Vijay Vasanth, a Congress Party politician from Kanyakumari on the southernmost tip of India, was thrust into politics in 2021 after his father, former member of parliament H. Vasanthakumar, died of Covid. In an attempt to harness his father’s goodwill, Vasanth’s team resurrected him using AI and shared a two-minute-long video on WhatsApp and Instagram asking the people of Kanyakumari to vote for his son. “He will be the rightful heir to the love, affection, and faith that you had placed in me,” the dead politician says in the deepfake. Vasanth’s team also created AI video calls with his voice and likeness, to connect with voters in the remote parts of the coastal town—places where Vasanth was unable to make in-person visits—and make it look like he was speaking to them live.

The Congress Party has emerged as the most prolific sharer of AI clones, with numerous official accounts sharing illegal voice clone endorsements by Bollywood celebrities—soliciting warnings from India’s election watchdog and at least three police complaints. Audio deepfakes are particularly pernicious, says Sam Gregory, executive director at nonprofit Witness. “When they manipulate an existing video, it is possible to track down the original and see how it has been manipulated,” he says. “The challenge with fake audio alone is that often there is no reference. There is no original to find.”

But sanctioned deepfakes muddy the waters too, even when people are happy to receive them. “Delightingly deceiving voters doesn't excuse the deception,” says Gregory. “Just because someone pulled the wool over your eyes while smiling at you doesn't change the fact that they deceived you.”

Fake news verification tools fail the test during elections in India

Rest of World’s Ananya Bhattacharya and contributor Fahad Shah walk through how WhatsApp “tiplines” have arisen as misinformation detection tools ahead of India’s general election and how tests of eleven of these tiplines showed that most failed to detect election misinformation.

The WhatsApp tip lines often require human intervention as the chatbots frequently struggle with verifying the obvious. An AI-generated image of Modi as a “saffron superhero” — donning a saffron cape in front of a saffron flag with the word “Om” on it — went unchecked by all the tip lines. None could verify the discernibly fake image.

The success rate of detection systems can vary widely, depending on the sophistication of the deepfake and the detection technology itself, Divyendra Singh Jadoun, who heads AI content generating company Polymath Solution, told Rest of World. “Early detection systems had higher success rates against less sophisticated deepfakes, but as deepfakes improve, detection becomes a moving target requiring continual updates and training of detection models,” he said. Jadoun is creating AI content for at least half a dozen political campaigns this year.

Only two of the tip lines, Newschecker and The Quint’s WebQoof, caught the manipulation in a blatantly AI-generated video, where Modi can be seen dancing on stage at a concert — a video shared by the prime minister himself.

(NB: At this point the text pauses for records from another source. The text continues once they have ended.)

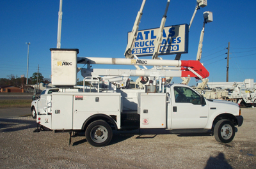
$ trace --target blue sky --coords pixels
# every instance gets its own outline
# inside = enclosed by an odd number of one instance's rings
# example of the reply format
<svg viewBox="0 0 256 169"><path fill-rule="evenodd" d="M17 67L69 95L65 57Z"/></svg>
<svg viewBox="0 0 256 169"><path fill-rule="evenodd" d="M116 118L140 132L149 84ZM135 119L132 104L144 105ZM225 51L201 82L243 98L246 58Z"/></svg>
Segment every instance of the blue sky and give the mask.
<svg viewBox="0 0 256 169"><path fill-rule="evenodd" d="M196 0L172 0L166 26L189 24ZM142 0L63 0L61 48L79 48L81 57L124 58L127 33L132 30ZM158 27L166 0L148 0L139 30ZM50 48L56 48L59 0L0 1L0 78L13 74L26 76L29 45L29 77L40 72L51 76ZM230 43L229 81L256 81L255 1L208 0L199 10L189 34L189 52L181 60L195 60L202 28L203 13L211 11L213 22L206 24L202 62L210 73L209 82L225 82L228 42ZM175 55L163 56L173 60ZM83 65L79 65L82 67ZM134 66L93 65L93 68L127 68ZM82 79L80 73L78 78ZM179 83L179 78L174 82ZM189 85L196 84L195 78Z"/></svg>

Newsmeter was easily able to identify an AI-generated video of opposition leader Rahul Gandhi and politician Akhilesh Yadav, calling it “a meme,” despite most chatbots not catching it. But the tip line said “No” when asked if it could verify Modi’s concert video.

There were also inconsistencies in responses from the same tip line.

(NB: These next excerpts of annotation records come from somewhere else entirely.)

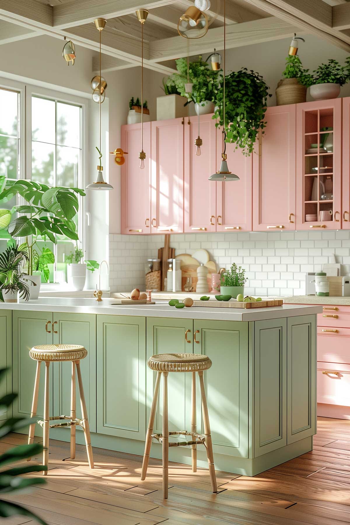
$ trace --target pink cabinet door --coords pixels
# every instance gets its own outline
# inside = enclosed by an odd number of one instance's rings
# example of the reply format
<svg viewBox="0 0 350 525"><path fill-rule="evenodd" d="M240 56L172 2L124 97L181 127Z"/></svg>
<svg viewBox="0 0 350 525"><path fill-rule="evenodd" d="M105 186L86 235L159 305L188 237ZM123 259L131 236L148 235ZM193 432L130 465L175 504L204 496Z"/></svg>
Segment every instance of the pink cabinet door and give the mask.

Newschecker, for example, yielded different responses to Modi’s concert video when asked the same question from three separate devices. On one device, the tip line called it a “meme or edited video” that Modi had shared. On another, it said the video was made using the Viggle AI tool, that an X user named Rohan Pal (@rohanpal363) had shared it, and included a link to a related article.

The discrepancies between a chatbot’s responses for the same query are likely a bug, according to Bice. “Getting the right content based on someone’s unstructured, maybe semi-grammatical query, or matching an image to an available fact-check involves a lot of steps,” Bice said. These include sorting and representing the query in a preexisting set, comparing it against available fact-checked content in the system, and then returning that to the user.